In Christianity, an episcopus vagans (plural episcopi vagantes; Latin for 'wandering bishops' or 'stray bishops') is a person consecrated, in a "clandestine or irregular way", as a bishop outside the structures and canon law of the established churches; a person regularly consecrated but later excommunicated, and not in communion with any generally recognized diocese; or a person who has in communion with them small groups that appear to exist solely for the bishop's sake.
David V. Barrett, in the Encyclopedia of New Religious Movements, specifies that now episcopi vagantes are "those independent bishops who collect several different lines of transmission of apostolic succession, and who will happily (and sometimes for a fee) consecrate anyone who requests it". Those described as wandering bishops often see the term as pejorative. The general term for "wandering" clerics, as were common in the Middle Ages, is clerici vagantes; the general term for those recognising no leader is acephali.

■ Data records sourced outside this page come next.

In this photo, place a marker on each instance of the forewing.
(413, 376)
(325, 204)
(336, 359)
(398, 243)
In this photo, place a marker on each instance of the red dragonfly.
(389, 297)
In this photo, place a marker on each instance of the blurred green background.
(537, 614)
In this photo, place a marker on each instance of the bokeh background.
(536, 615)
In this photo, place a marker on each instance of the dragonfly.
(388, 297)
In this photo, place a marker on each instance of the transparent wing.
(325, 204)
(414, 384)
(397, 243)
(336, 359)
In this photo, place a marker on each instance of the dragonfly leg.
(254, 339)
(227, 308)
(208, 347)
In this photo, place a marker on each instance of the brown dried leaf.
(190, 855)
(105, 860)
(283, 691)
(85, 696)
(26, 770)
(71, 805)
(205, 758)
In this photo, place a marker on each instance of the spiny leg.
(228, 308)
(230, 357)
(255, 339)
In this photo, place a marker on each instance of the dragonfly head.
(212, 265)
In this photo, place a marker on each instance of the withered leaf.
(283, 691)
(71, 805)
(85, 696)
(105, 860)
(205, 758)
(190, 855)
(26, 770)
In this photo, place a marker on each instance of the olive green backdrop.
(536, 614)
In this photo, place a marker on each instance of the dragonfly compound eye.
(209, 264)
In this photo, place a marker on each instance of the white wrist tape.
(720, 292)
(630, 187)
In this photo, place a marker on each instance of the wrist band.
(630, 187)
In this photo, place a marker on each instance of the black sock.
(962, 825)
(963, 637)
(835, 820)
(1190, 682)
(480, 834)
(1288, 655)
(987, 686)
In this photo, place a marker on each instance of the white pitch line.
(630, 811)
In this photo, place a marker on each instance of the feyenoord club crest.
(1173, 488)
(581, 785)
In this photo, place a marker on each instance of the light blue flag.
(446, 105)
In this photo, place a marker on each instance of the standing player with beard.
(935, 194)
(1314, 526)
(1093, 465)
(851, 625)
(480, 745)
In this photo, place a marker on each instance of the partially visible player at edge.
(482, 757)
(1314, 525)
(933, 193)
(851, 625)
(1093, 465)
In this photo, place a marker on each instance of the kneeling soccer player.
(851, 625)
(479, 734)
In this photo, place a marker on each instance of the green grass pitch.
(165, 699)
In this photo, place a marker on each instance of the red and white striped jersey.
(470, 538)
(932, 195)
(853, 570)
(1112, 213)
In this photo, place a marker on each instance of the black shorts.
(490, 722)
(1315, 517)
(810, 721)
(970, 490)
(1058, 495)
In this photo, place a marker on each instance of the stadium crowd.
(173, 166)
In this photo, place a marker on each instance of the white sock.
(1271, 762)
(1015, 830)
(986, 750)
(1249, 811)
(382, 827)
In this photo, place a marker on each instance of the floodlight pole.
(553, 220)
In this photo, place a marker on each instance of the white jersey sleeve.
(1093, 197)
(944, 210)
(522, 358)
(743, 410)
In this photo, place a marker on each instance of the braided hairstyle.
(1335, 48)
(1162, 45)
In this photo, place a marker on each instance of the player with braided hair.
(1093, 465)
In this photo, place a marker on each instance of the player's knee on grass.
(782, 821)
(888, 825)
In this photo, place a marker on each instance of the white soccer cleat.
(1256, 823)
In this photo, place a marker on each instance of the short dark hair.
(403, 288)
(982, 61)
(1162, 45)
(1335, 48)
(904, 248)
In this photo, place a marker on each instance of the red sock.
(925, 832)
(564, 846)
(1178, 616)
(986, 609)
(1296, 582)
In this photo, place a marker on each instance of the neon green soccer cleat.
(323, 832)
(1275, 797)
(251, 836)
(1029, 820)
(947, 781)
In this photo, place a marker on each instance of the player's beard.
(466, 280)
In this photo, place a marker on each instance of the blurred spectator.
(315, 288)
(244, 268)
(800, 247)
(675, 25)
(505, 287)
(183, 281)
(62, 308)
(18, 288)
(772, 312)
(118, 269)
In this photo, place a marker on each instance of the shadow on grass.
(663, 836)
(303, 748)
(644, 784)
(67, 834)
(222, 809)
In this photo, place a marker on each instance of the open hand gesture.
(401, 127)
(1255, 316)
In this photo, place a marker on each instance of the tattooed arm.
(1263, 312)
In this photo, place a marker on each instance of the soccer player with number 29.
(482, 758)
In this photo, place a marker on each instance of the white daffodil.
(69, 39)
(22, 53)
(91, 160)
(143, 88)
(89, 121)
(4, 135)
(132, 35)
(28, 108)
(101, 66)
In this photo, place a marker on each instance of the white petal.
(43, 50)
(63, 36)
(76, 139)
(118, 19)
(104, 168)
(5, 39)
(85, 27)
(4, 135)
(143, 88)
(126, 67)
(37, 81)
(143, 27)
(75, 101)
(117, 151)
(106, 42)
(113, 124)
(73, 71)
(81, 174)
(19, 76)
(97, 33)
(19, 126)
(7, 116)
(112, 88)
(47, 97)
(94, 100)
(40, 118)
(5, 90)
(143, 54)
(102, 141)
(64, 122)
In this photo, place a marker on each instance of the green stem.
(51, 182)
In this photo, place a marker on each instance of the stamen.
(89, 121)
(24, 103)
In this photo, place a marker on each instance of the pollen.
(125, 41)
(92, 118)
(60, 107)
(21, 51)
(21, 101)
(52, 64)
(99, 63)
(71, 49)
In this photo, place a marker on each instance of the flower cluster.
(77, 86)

The Oxford Dictionary of the Christian Church mentions as the main lines of succession deriving from episcopi vagantes in the 20th century those founded by Arnold Mathew, Joseph René Vilatte and Leon Chechemian. Others that could be added are those derived from Aftimios Ofiesh, Carlos Duarte Costa, Paolo Miraglia-Gulotti, Emmanuel Milingo, Pierre Martin Ngô Đình Thục and Richard Williamson.
According to Buchanan, "the real rise of the problem" happened in the 19th century, in the "wake of the Anglo-Catholic movement", "through mischievous activities of a tiny number of independently acting bishops". They exist worldwide, he writes, "mostly without congregations", and "many in different stages of delusion and fantasy, not least in the Episcopal titles they confer on themselves"; "the distinguishing mark" to "specifically identif[y]" an episcopus vagans is "the lack of a true see or the lack of a real church life to oversee".